Lucidworks is committed to providing a stable and reliable platform experience for all users. As a result of this incident, we are taking the following actions:

  • We have updated our internal documentation and tooling to make it clearer to our engineers how to introduce a new service onto the Platform without affecting any others.
  • We are implementing stricter controls and validation processes for new service deployments, to ensure they are first rolled out in our dev environment for functional validation, and to confirm their introduction does not affect any existing services, prior to deploying them into production.
  • We are also enhancing the way we manage routing configurations on the Platform in order to make all routing rules more strict, to ensure it will not be possible for traffic intended for one service to be inadvertently routed to a different service in the future.
  • As mentioned above, we have fixed a misconfigured alert to appropriately notify our teams with the highest severity, should something similar to this incident happen again in the future.

Recommended Client Actions

There are no recommended client actions as a result of this incident.  If you have any follow-up questions or concerns, please submit a request with Lucidworks Support.

Posted Apr 17, 2025 - 15:25 PDT

Resolved

A change related to enabling a new product feature was rolled out that had the unintended effect of making our Platform UI unavailable, which was not caught in our development and testing environment. That change has been rolled back, and the UI is once again available.

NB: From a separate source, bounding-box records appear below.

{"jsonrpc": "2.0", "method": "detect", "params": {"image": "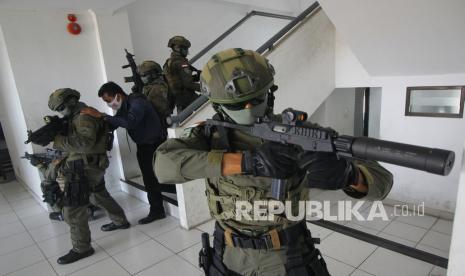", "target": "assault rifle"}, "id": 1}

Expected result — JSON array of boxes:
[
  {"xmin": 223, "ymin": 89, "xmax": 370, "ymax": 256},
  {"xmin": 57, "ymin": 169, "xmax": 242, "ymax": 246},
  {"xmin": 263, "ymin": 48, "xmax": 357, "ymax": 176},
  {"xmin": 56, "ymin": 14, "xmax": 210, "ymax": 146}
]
[
  {"xmin": 206, "ymin": 108, "xmax": 455, "ymax": 200},
  {"xmin": 122, "ymin": 49, "xmax": 144, "ymax": 93},
  {"xmin": 24, "ymin": 116, "xmax": 68, "ymax": 147},
  {"xmin": 21, "ymin": 149, "xmax": 64, "ymax": 165}
]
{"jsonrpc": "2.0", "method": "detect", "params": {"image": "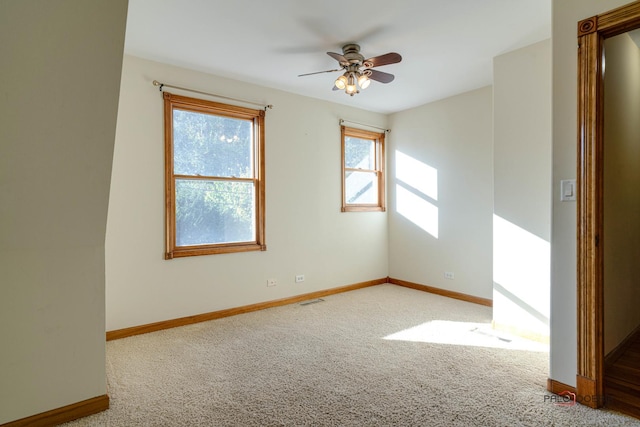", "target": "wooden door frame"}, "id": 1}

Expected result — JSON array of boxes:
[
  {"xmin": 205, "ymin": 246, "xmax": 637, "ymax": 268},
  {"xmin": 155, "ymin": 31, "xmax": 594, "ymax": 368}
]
[{"xmin": 576, "ymin": 2, "xmax": 640, "ymax": 408}]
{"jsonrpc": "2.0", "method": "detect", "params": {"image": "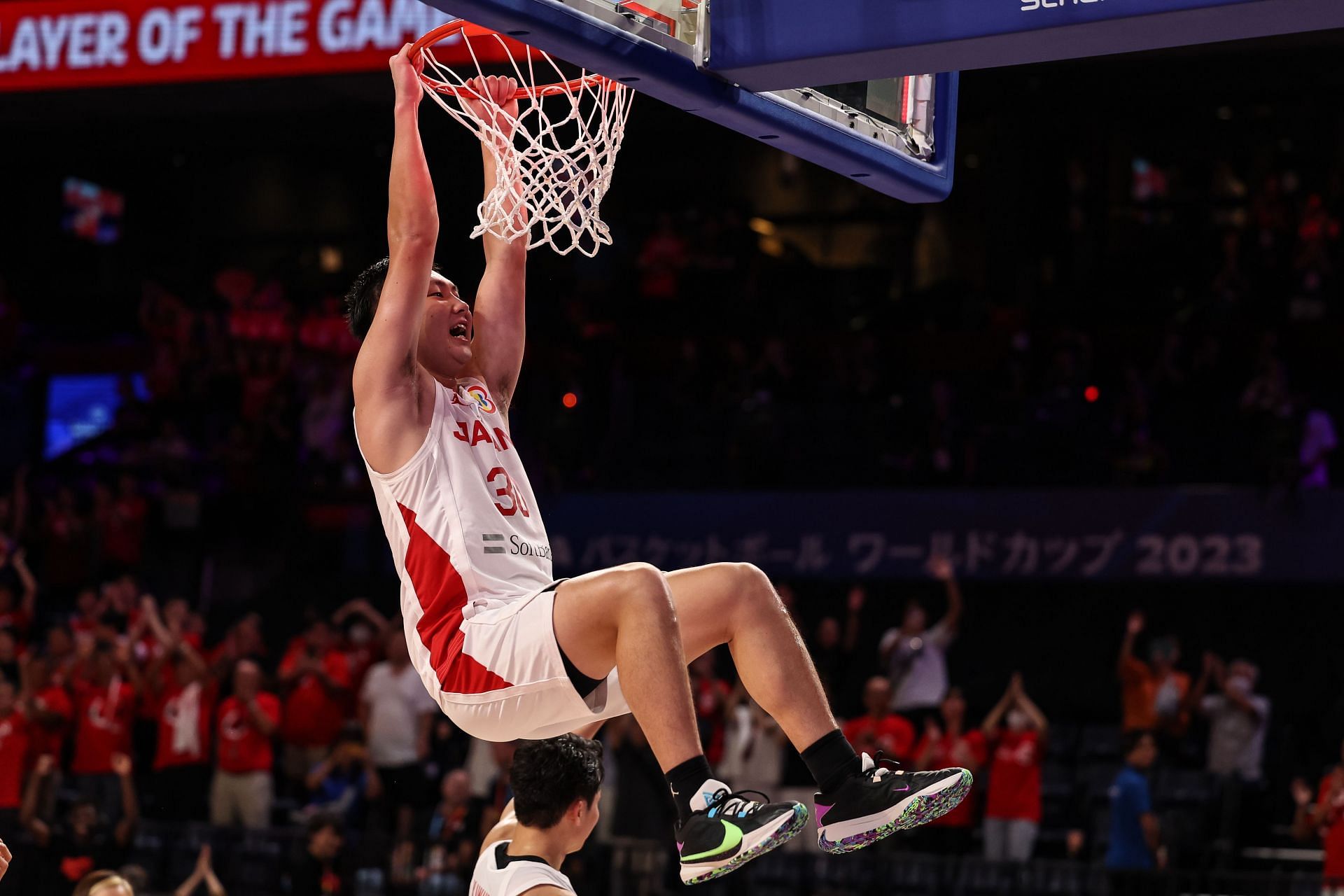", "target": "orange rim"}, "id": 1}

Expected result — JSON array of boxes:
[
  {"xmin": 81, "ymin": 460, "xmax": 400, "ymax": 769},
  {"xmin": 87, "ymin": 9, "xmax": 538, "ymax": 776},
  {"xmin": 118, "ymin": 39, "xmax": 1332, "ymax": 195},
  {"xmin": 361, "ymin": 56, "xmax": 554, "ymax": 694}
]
[{"xmin": 412, "ymin": 19, "xmax": 620, "ymax": 99}]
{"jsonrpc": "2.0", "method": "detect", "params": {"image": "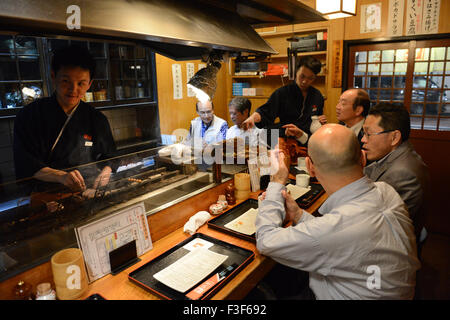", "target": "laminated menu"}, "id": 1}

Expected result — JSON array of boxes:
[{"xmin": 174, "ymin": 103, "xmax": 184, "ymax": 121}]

No other product functionality was impacted by this incident. We will share more details in a postmortem update as soon as our analysis is complete.
Posted Apr 10, 2025 - 09:19 PDT

Investigating

The Lucidworks Platform UI at platform.lucidworks.com is currently unavailable. This has no effect on product functionality other than users' ability to change configurations. Our teams are actively working to resolve the issue.
Posted Apr 10, 2025 - 08:50 PDT
This incident affected: Lucidworks Platform (User Logins & Configuration UI).